LoqiRoam · 旅日記

川音から島影まで

川辺の木々から文化施設と港の歴史をたどり、手作りの味を挟んで九十九島の風へ抜けた。

皆瀬を出て、最初に拾ったのは佐世保川の気配だった。大きなクスノキの下では、街の音が葉の間でほどけていく。そこから美術センターへ入り、外のざわめきが展示室の静けさに置き換わった。けれど旅は静かなままでは終わらない。凱旋記念館とセイルタワーで、港を守り、港から出ていった人々の時間に触れると、建物の奥から遠い汽笛が返ってくるようだった。少し重くなった気持ちは、万徳町の焼けたパンの匂いに救われた。最後は九十九島観光公園へ。芝生の丘から島々を眺めると、ここまで聞いてきた川音、足音、会話、展示の沈黙が、風の中でひとつの余韻になった。

この旅の足跡

  1. 佐世保川に沿う芝生と樹齢100年超のクスノキ。
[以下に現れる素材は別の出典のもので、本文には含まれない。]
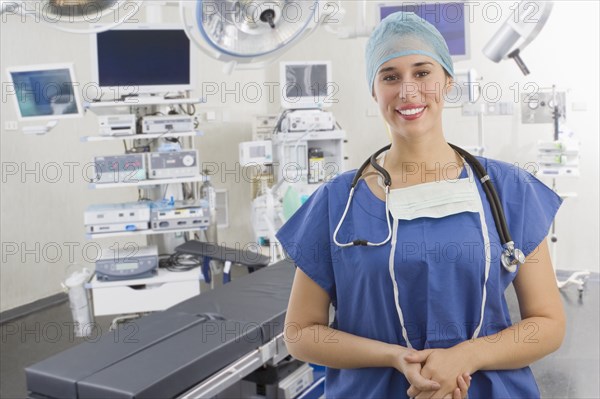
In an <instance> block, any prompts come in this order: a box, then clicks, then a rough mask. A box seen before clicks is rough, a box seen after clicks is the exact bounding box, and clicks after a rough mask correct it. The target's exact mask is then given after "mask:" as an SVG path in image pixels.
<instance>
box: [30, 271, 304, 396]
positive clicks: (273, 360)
mask: <svg viewBox="0 0 600 399" xmlns="http://www.w3.org/2000/svg"><path fill="white" fill-rule="evenodd" d="M293 275H294V265H293V263H291V262H290V261H287V260H285V261H281V262H279V263H276V264H274V265H272V266H269V267H266V268H263V269H260V270H258V271H256V272H255V273H252V274H249V275H247V276H244V277H243V278H239V279H236V280H235V281H233V282H231V283H229V284H226V285H224V286H223V287H220V288H219V289H218V290H213V291H209V292H207V293H203V294H201V295H199V296H196V297H194V298H191V299H189V300H186V301H184V302H182V303H180V304H177V305H175V306H173V307H171V308H169V309H167V310H165V311H163V312H157V313H152V314H150V315H148V316H145V317H142V318H141V319H138V320H136V321H135V322H134V326H135V328H133V329H132V328H131V325H130V326H129V328H128V329H126V330H123V331H121V332H120V333H119V334H115V332H109V333H106V334H104V335H102V336H101V337H100V338H98V340H96V341H95V342H85V343H82V344H80V345H77V346H75V347H73V348H70V349H68V350H66V351H64V352H61V353H59V354H57V355H54V356H52V357H50V358H48V359H46V360H44V361H41V362H39V363H37V364H34V365H32V366H30V367H27V368H26V369H25V373H26V379H27V389H28V391H29V395H30V397H31V398H72V399H76V398H81V399H84V398H105V399H109V398H172V397H184V398H200V397H202V398H206V397H213V396H215V395H216V394H218V393H219V392H221V391H222V390H223V389H225V388H227V387H228V386H230V385H232V384H234V383H235V382H236V381H239V380H240V379H242V378H243V377H245V376H246V375H248V374H250V373H251V372H252V371H254V370H256V369H257V368H260V367H261V366H262V365H264V364H267V363H269V362H272V363H276V362H278V361H279V360H280V359H282V358H285V357H286V356H287V355H288V353H287V351H286V349H285V345H284V344H283V339H282V336H283V331H284V318H285V313H286V308H287V304H288V299H289V295H290V290H291V285H292V279H293Z"/></svg>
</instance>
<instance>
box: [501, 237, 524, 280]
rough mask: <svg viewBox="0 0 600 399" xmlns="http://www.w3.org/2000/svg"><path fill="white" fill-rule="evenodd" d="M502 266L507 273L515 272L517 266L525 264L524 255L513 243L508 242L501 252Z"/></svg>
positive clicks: (512, 242) (511, 241)
mask: <svg viewBox="0 0 600 399" xmlns="http://www.w3.org/2000/svg"><path fill="white" fill-rule="evenodd" d="M501 260H502V266H504V268H505V269H506V271H508V272H509V273H514V272H516V271H517V266H518V265H522V264H524V263H525V254H524V253H523V251H521V250H520V249H519V248H515V247H514V243H513V242H512V241H511V242H508V243H506V244H505V245H504V251H502V257H501Z"/></svg>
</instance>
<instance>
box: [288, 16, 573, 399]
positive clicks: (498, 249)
mask: <svg viewBox="0 0 600 399" xmlns="http://www.w3.org/2000/svg"><path fill="white" fill-rule="evenodd" d="M366 65H367V78H368V84H369V89H370V91H371V93H372V96H373V98H374V99H375V101H376V102H377V104H378V105H379V109H380V111H381V114H382V115H383V117H384V118H385V121H386V122H387V124H388V125H389V128H390V131H391V148H390V149H389V150H388V151H387V152H385V153H383V154H382V156H380V157H379V158H378V164H379V165H380V166H382V167H384V168H385V169H386V170H387V171H388V173H389V174H390V176H391V181H392V183H391V190H390V191H389V198H386V195H385V192H384V189H383V184H382V179H381V177H380V176H381V173H378V172H377V171H376V169H375V168H373V167H372V165H371V166H369V167H368V168H367V169H366V170H365V172H364V173H362V176H361V179H360V180H359V181H358V184H357V185H356V187H355V191H354V192H353V193H352V195H351V194H350V191H351V182H352V180H353V177H354V174H355V173H356V171H353V172H348V173H343V174H341V175H340V176H338V177H336V178H335V179H332V180H330V181H329V182H327V183H325V184H323V185H322V186H321V187H319V188H318V189H317V191H316V192H315V193H314V194H313V195H312V196H311V197H310V198H309V199H308V200H307V202H306V203H305V204H304V205H303V206H302V207H301V208H300V209H299V210H298V211H297V212H296V213H295V214H294V215H293V216H292V217H291V218H290V219H289V220H288V222H287V223H286V224H285V225H284V226H283V227H282V228H281V229H280V231H279V233H278V235H277V238H278V239H279V241H280V242H281V244H282V245H283V247H284V249H285V250H286V252H287V254H288V256H289V257H290V258H292V259H293V260H294V262H295V264H296V265H297V269H296V274H295V277H294V282H293V287H292V291H291V296H290V301H289V305H288V311H287V318H286V328H285V339H286V345H287V348H288V350H289V352H290V354H292V355H293V356H294V357H295V358H297V359H300V360H303V361H307V362H311V363H315V364H320V365H324V366H326V367H327V370H326V380H325V381H326V382H325V397H327V399H335V398H361V399H363V398H400V397H416V398H431V397H435V398H461V397H462V398H464V397H466V396H467V395H468V396H469V398H482V399H490V398H513V399H514V398H528V399H529V398H537V397H539V396H540V393H539V390H538V387H537V385H536V382H535V379H534V377H533V375H532V372H531V370H530V368H529V367H528V365H529V364H531V363H532V362H534V361H536V360H538V359H540V358H542V357H544V356H546V355H548V354H549V353H551V352H553V351H555V350H556V349H557V348H558V347H559V346H560V345H561V342H562V339H563V336H564V332H565V316H564V313H563V308H562V303H561V299H560V295H559V293H558V289H557V286H556V282H555V277H554V272H553V268H552V265H551V261H550V258H549V254H548V248H547V244H546V241H545V238H546V235H547V233H548V231H549V228H550V224H551V222H552V220H553V218H554V216H555V214H556V212H557V210H558V208H559V207H560V204H561V200H560V198H559V197H558V196H557V195H556V194H555V193H554V192H553V191H552V190H550V189H548V188H547V187H546V186H545V185H543V184H542V183H541V182H540V181H539V180H537V179H536V178H535V177H533V176H532V175H531V174H529V173H528V172H526V171H524V170H523V169H520V168H518V167H517V166H514V165H510V164H508V163H504V162H500V161H495V160H491V159H486V158H483V157H478V158H477V159H478V160H479V161H480V162H481V164H482V165H483V166H484V167H485V169H486V170H487V173H488V175H489V177H490V179H491V182H492V183H493V185H494V186H495V188H496V191H497V193H498V197H499V199H500V203H501V206H502V208H503V210H504V214H505V218H506V223H507V226H508V229H509V230H510V235H511V236H512V241H513V242H514V243H515V246H517V247H518V248H520V249H521V250H522V252H523V255H524V261H522V263H520V264H518V267H516V268H512V269H511V268H510V267H504V266H503V264H502V262H501V253H502V243H501V241H500V238H499V237H500V236H499V232H498V230H497V228H496V225H495V219H494V217H493V215H492V211H491V207H490V201H489V200H488V198H487V197H486V194H485V192H484V190H483V188H482V182H481V181H480V179H479V178H476V177H475V174H474V170H473V169H474V167H473V165H470V164H469V163H468V162H466V161H465V159H464V158H463V157H462V156H460V155H459V153H457V152H456V151H455V150H454V149H453V147H451V146H450V145H449V144H448V143H447V142H446V141H445V139H444V131H443V128H442V109H443V106H444V91H445V90H446V89H447V88H448V87H449V85H451V84H452V76H453V65H452V60H451V58H450V55H449V51H448V47H447V45H446V43H445V42H444V39H443V38H442V36H441V35H440V33H439V32H438V31H437V30H436V29H435V28H434V27H433V26H432V25H430V24H429V23H427V22H425V21H424V20H422V19H420V18H419V17H417V16H416V15H415V14H413V13H395V14H392V15H390V16H389V17H387V18H386V19H384V20H383V21H382V22H381V23H380V25H379V26H378V27H377V28H376V30H375V31H374V33H373V34H372V36H371V37H370V39H369V41H368V43H367V50H366ZM349 198H350V199H351V200H349ZM367 242H368V244H367ZM353 243H354V245H353ZM509 284H512V285H513V286H514V289H515V292H516V294H517V297H518V302H519V309H520V313H521V320H520V321H518V322H516V323H514V324H513V323H512V322H511V320H510V315H509V311H508V307H507V303H506V301H505V298H504V291H505V290H506V288H507V286H508V285H509ZM330 304H332V305H333V309H334V310H335V317H334V320H333V322H332V324H331V325H330V324H329V321H330V320H329V305H330Z"/></svg>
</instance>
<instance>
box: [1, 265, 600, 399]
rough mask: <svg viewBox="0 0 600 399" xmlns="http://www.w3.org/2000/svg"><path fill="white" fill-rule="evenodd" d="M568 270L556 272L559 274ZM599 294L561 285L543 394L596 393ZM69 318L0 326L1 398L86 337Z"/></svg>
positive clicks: (541, 363) (598, 350)
mask: <svg viewBox="0 0 600 399" xmlns="http://www.w3.org/2000/svg"><path fill="white" fill-rule="evenodd" d="M568 275H569V274H565V273H560V272H559V278H565V277H567V276H568ZM599 294H600V284H599V276H598V274H594V275H592V276H591V277H590V279H589V280H588V282H587V284H586V289H585V291H584V294H583V297H582V298H581V299H580V298H579V295H578V291H577V288H576V287H574V286H571V287H568V288H567V289H565V290H563V291H562V296H563V300H564V304H565V309H566V311H567V317H568V331H567V336H566V338H565V340H564V342H563V345H562V347H561V348H560V349H559V350H558V351H557V352H555V353H553V354H552V355H550V356H548V357H546V358H545V359H543V360H541V361H539V362H537V363H535V364H534V365H533V366H532V369H533V372H534V374H535V376H536V378H537V381H538V385H539V386H540V390H541V392H542V397H543V398H577V399H580V398H594V399H598V398H600V388H599V380H600V379H599V378H598V376H599V375H600V356H599V343H600V340H599V330H600V328H599V327H600V326H599V316H600V312H599V311H598V310H599V309H600V297H599ZM507 300H508V303H509V307H510V310H511V313H512V314H514V315H517V314H518V305H517V302H516V297H515V295H514V292H513V291H512V290H509V292H508V293H507ZM514 319H515V317H513V320H514ZM111 320H112V317H109V316H105V317H99V318H97V319H96V322H97V334H96V333H93V334H92V335H91V336H90V337H88V338H86V339H87V340H91V339H95V337H97V336H98V335H99V334H103V333H107V332H108V327H109V325H110V322H111ZM71 322H72V319H71V312H70V309H69V305H68V303H63V304H61V305H58V306H54V307H52V308H49V309H46V310H44V311H41V312H39V313H36V314H32V315H29V316H27V317H24V318H22V319H19V320H14V321H10V322H7V323H5V324H3V325H2V326H1V333H2V337H1V342H0V345H1V351H0V398H2V399H9V398H11V399H12V398H15V399H16V398H19V399H20V398H25V397H26V396H27V389H26V384H25V374H24V371H23V369H24V367H26V366H28V365H31V364H33V363H36V362H38V361H40V360H42V359H45V358H47V357H49V356H51V355H53V354H55V353H58V352H61V351H63V350H65V349H67V348H69V347H71V346H73V345H76V344H78V343H80V342H84V339H83V338H77V337H74V336H73V333H72V327H71V324H70V323H71Z"/></svg>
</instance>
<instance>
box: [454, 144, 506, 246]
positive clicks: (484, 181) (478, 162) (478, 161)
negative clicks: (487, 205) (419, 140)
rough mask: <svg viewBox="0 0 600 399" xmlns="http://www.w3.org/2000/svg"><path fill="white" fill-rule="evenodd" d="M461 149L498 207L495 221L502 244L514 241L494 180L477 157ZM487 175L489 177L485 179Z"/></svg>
mask: <svg viewBox="0 0 600 399" xmlns="http://www.w3.org/2000/svg"><path fill="white" fill-rule="evenodd" d="M460 150H461V151H462V152H463V154H464V155H466V156H465V158H467V160H468V161H469V163H470V164H472V165H473V167H474V168H475V169H476V173H477V175H478V177H479V178H480V179H481V180H482V186H483V188H484V189H486V188H487V190H486V196H487V198H488V201H489V202H490V203H492V202H493V203H494V205H495V207H496V213H497V215H498V218H497V219H496V218H495V219H494V222H495V223H496V229H497V230H498V233H499V234H501V237H500V240H501V241H502V245H503V246H504V245H505V244H506V243H508V242H510V241H512V239H511V237H510V232H509V231H508V226H507V225H506V217H505V215H504V209H503V207H502V204H500V198H499V197H498V192H497V191H496V188H495V187H494V185H493V184H492V181H491V180H490V179H489V176H488V174H487V172H486V170H485V168H484V167H483V165H481V163H480V162H479V160H477V158H475V157H474V156H473V155H471V154H470V153H468V152H467V151H465V150H463V149H462V148H461V149H460ZM485 177H488V178H487V179H485Z"/></svg>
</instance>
歩道橋を渡った瞬間、街のざわめきが葉擦れに変わり、足音まで少し遠くなった。
  2. 島瀬町の美術センターは10時から18時まで開いている。展示室へ入ると、外の車音が薄まり、絵を見る時間そのものが小さな静寂になった。
  3. 平瀬町の凱旋記念館は登録有形文化財で、9時から22時まで公開される。装飾的な外観の前では、古い催事の拍手を想像してしまう。
  4. 上町のセイルタワーには旧海軍と海上自衛隊の史料が並び、9時30分から17時まで見学できる。模型の静けさが、海の大きさを逆に感じさせた。
  5. 万徳町のミサロッソは手作りバーガーの店で、30種類のバーガーやピザ、ホットドッグも扱う。焼けたパンの匂いに、旅が急に生活へ戻った。
  6. 九十九島観光公園の眺望の丘は約4.7ヘクタールの芝生が広がり、島々を大パノラマで見渡せる。最後は風の音だけが地図を遠くした。